ここから先は,かんじきをはいて歩いてゆく。
 仕事の関係で,土日しか釣りに行けない。
 そんな我々に,4月1日が土曜日というチャンスが訪れた。
 今回のメンバーは,秋さん,本堂さんをはじめとする職場仲間5人。
 大きな期待で出かけたのだが,とにかく雪が深い。
 雪が多くて川岸まで近づけず,竿を出すところが限られる。
 天気の方も,冬の山の天気の典型で,晴れ間が出たかと思うと雪が降ってきたり,不安定だ。
 風も強くて,スキーウエアを着ていても寒さが身にしみる。
 アタリもないので,ひとり釣りを諦めて,早々に宿に戻る。
 宿のおじちゃんが,ひとりコタツに入っていた。
 どうもおばちゃんを見かけないと思ったら,体調を崩して入院しているという。
 寒さがとれずコタツにもぐり,おじちゃんの話を聞いているうちに眠ってしまった。
 他の4人も午後には帰ってきた。ヤマメねらいの菱沼さんはたくさん釣ってきたけど,あとの3人はさんざんだったようだ。
 それからみんなで温泉に行き,おばちゃんがいないので夕食が作れないと言うので,食料品店で買い出しをした。
 今夜の夕食は,玉梨よせ豆腐,青唐辛子味噌,馬刺,魚肉ソーセージ,パックの漬け物,ワカサギフライ,イカゲソ,ピーナッツ,バナナ,チーズにカップ麺,そしてあんパンと,大学時代に下宿で飲んでいるようなメニューだ。
 イワナが釣れなかった私は,ヤマメ酒。これはおいしくなかった。
 結局,みんな酔っぱらってしまい10時まで延々宴会は続いた。

 2日目。
 意を決して沢へ降りていった。
 雪の中を延々歩いて,最後は滑り台のように崖を降りていく。
 雪に埋まりながらなので,意外にスピードはつかない。
 川岸は雪が張り出しているが,ここは勇気を出して飛び降りた。
 ここは誰も来ていない大場所だ。大物を頭に描き竿を振る。
 気持ちは高ぶるが反応はない。
 しばらくしてやっと,弱いアタリがあった。小さなヤマメだった。
 ここまで来てこれで帰るわけには行かないと,粘ってみたがだめだった。
 諦めて帰ろうと思ったが,帰り道がない。
 上流は滝だし,下流へ行けば崖がきつくなる。
 降りるときは滑り台のように滑り降りたが,上がるには手がかりがないのだ。
 どうすることもできないので,竿を雪に突き刺して,竿にぶら下がりながら懸垂で登る。

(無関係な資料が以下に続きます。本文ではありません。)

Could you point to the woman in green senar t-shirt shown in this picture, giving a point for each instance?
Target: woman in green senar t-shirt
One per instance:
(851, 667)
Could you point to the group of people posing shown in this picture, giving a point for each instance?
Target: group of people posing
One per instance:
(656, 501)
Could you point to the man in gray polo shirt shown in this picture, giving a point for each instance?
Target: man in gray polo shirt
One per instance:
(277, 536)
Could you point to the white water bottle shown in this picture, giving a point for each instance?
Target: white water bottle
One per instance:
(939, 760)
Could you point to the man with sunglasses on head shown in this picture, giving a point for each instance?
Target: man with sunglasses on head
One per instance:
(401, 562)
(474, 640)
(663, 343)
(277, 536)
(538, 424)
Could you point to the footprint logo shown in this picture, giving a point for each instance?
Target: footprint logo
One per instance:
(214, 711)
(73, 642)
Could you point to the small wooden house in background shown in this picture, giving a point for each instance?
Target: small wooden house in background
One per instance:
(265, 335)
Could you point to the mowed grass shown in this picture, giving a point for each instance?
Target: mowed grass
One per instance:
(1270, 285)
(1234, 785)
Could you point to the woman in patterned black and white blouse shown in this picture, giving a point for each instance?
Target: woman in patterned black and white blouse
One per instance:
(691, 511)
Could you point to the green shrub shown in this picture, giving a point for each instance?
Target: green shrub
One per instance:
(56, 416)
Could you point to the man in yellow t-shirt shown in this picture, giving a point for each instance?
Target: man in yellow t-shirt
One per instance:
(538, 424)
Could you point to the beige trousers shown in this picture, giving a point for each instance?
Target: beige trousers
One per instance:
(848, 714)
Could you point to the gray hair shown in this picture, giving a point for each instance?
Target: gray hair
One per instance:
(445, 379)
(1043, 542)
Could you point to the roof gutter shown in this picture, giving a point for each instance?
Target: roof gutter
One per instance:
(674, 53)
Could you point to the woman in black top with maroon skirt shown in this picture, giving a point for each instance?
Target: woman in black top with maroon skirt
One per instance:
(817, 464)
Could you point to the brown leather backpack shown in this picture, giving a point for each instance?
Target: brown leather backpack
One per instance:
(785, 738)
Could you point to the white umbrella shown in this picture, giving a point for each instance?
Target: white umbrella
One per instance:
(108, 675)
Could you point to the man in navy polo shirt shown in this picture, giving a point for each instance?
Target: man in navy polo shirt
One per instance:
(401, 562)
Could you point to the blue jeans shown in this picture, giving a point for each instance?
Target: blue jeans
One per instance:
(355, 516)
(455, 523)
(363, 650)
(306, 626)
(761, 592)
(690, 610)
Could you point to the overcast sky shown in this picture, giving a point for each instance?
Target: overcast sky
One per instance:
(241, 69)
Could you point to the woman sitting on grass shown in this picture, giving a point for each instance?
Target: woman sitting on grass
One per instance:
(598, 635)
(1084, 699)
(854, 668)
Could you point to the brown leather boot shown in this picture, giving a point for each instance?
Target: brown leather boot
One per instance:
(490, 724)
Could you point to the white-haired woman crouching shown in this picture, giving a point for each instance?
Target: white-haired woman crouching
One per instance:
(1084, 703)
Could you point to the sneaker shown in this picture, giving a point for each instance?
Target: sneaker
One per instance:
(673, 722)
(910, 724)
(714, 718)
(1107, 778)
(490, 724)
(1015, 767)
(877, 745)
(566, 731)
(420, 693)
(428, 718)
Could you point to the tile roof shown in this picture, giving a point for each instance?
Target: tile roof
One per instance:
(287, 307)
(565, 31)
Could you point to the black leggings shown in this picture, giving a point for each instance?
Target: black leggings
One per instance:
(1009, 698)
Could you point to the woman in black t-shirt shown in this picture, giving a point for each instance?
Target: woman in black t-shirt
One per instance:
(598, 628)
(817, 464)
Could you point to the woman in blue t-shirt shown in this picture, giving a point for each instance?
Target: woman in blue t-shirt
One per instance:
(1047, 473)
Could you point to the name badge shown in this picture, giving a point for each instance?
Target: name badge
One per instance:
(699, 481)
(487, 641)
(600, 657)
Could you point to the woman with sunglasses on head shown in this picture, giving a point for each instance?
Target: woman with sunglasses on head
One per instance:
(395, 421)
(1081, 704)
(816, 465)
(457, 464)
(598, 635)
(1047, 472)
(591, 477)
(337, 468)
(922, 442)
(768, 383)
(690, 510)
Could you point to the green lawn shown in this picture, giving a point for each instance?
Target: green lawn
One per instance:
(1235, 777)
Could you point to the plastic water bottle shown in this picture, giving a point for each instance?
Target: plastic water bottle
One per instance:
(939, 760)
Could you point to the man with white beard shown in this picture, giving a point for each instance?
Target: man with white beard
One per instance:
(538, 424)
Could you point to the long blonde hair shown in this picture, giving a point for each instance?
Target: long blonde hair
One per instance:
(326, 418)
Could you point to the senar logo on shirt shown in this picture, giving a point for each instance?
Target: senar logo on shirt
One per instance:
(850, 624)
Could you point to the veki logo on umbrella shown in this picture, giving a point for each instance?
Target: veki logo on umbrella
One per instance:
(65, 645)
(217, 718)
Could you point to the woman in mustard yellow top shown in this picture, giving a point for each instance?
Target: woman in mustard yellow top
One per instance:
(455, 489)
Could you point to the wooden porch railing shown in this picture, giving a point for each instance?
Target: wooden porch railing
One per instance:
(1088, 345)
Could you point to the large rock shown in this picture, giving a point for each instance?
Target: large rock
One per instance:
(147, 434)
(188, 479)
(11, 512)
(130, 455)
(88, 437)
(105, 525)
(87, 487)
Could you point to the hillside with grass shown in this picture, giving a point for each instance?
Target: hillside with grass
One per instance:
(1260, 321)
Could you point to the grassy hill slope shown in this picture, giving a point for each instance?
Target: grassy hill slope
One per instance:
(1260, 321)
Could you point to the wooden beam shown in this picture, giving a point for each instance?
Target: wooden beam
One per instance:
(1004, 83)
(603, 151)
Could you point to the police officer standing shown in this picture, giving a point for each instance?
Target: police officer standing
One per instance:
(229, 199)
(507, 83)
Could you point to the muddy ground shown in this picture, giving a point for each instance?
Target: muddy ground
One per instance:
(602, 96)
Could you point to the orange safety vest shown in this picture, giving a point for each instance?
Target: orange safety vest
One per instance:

 さくさくした雪だし,渓流竿が支えなのだから,不安定きわまりない。
 斜度がきついので立つこともできず,竿を杖に這って歩く。
 場所によっては下半身が雪に埋まって,身動きできなくなるところもあった。このまま死んでしまうのではないかと思った。
 手は,冷たさで感覚がなくなっている。
 ヤマメ1尾のために地獄を見た。
 林道までの道のりが何と長かったことか。
 結局釣果は,ヤマメ3尾のみ。4月1日という年に1回のお祭りは,全くの期待はずれだった。
 あとで聞いた話だが,長年昭和村に通っている人は,雪が深いので4月下旬にならないと来ないそうだ。